Too many people talk about Digital TV as if were some futuristic technology our grandchildren might enjoy. They're wrong by a factor of two generations because DTV is already here and increasingly "looking good" to our industries and the viewing public.
For more than 60 years, broadcasters, manufacturers and retailers have opened the door to the wonders of free, over-the-air programming. Signals and sets, from radio to television, and from black-and-white to color, have brought it all home. Now we are ready to take the next big step — the transition from analog to digital television.
In September, a StrategyOne national survey found 43 percent of all respondents were looking to buy a Digital TV set in the next few years. A strong 55 percent of respondents said they were already familiar with Digital TV sets and fully half are familiar with High Definition TV. We should not be surprised.
Digital TV is a logical choice for today's consumer. Viewers everywhere are learning that Digital TV in all its flavors offers benefits unimagined a few years ago, among them unparalleled photo-quality resolution that is five times sharper than today's analog image.
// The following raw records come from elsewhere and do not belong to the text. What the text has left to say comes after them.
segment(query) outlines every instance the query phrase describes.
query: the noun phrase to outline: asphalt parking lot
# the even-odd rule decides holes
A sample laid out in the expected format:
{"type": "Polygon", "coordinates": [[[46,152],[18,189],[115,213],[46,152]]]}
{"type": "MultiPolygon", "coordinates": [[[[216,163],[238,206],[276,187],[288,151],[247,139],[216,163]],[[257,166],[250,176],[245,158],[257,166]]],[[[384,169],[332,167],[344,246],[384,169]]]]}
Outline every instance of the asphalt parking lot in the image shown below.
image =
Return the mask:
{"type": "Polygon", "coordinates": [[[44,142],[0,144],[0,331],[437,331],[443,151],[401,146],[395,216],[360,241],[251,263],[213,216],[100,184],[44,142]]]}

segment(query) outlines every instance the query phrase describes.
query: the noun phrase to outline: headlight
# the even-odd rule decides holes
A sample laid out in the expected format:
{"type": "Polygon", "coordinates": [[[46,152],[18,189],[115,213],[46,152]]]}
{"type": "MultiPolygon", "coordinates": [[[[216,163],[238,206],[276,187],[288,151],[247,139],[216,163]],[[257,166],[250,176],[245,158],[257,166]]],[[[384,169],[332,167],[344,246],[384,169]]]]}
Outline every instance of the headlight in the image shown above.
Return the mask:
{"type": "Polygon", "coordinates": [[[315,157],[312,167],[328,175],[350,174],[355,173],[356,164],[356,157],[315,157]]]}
Additionally, consumers are discovering the remarkable audio quality that is inherent in digital broadcasting. With 5.1 channels of Dolby Digital, CD-quality Surround Sound, high-definition broadcasts give new meaning to the phrase "home entertainment center."
Local broadcasters are investing billions of dollars in new equipment and transmission facilities to make free, over-the-air digital television available to all Americans. Already, more than 219 stations are capable of digital broadcasting, covering 76 markets and reaching more than 72 percent of all viewers. By May 2002, 95 percent of all households will have access to digital programming.
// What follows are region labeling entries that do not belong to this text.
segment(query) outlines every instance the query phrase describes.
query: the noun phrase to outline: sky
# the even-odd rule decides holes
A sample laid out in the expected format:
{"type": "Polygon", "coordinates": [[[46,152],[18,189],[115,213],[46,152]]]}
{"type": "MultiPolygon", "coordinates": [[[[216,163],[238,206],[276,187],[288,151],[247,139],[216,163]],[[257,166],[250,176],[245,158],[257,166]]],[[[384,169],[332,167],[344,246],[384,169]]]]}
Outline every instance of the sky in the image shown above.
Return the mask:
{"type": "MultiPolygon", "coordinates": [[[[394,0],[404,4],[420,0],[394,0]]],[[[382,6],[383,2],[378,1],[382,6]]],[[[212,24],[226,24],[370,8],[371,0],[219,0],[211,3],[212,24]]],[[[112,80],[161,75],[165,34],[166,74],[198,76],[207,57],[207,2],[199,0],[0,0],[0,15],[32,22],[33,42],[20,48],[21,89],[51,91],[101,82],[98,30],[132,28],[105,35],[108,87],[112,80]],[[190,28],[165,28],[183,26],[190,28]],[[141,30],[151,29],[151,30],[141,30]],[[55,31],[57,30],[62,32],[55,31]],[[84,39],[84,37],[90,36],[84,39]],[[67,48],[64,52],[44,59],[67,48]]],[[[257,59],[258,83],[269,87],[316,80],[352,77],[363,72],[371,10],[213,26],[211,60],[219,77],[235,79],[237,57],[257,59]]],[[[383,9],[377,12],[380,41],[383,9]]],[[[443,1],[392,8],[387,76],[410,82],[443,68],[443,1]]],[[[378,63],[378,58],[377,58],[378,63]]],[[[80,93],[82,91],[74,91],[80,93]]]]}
Of equal importance, in 2001, the number of digital programs roughly doubled from 2000 to more than 1,000 hours for the current TV season, and the numbers will grow in 2002.
Not surprisingly, the prices of DTV systems are falling in response to increased demand and increased production.
As positive as these trends are, making sure all consumers have access to Digital TV in the next few years is not a done deal. Three large issues must be resolved before we become a fully DTV nation.
First, during, and after the transition to digital, consumers must be able to enjoy analog programs as well as the benefits of free local digital broadcasts. Sets with dual tuners make that possible.
Second, there must be complete interoperability between TVs, DVD systems, VCRs and future technology.
This means broadcasters, manufacturers, and cable and satellite systems must all work to develop compatible technology that allows consumers to switch from one program source to another.
Finally, and of particular importance, cable TV operators, who now provide TV to 70 percent of all U.S. homes, must agree to carry all free, over-the-air DTV programming, in DTV formats, so that viewers can truly benefit from the DTV experience. Without a strong must-carry rule, consumers will miss the Digital TV train when it pulls out of their local TV station.
The foundation for a new era in television is already in place, and broadcasters are proud to have played our part. Now, to continue moving forward, our industries must all work together to create an ultimate win-win situation for consumers and ourselves.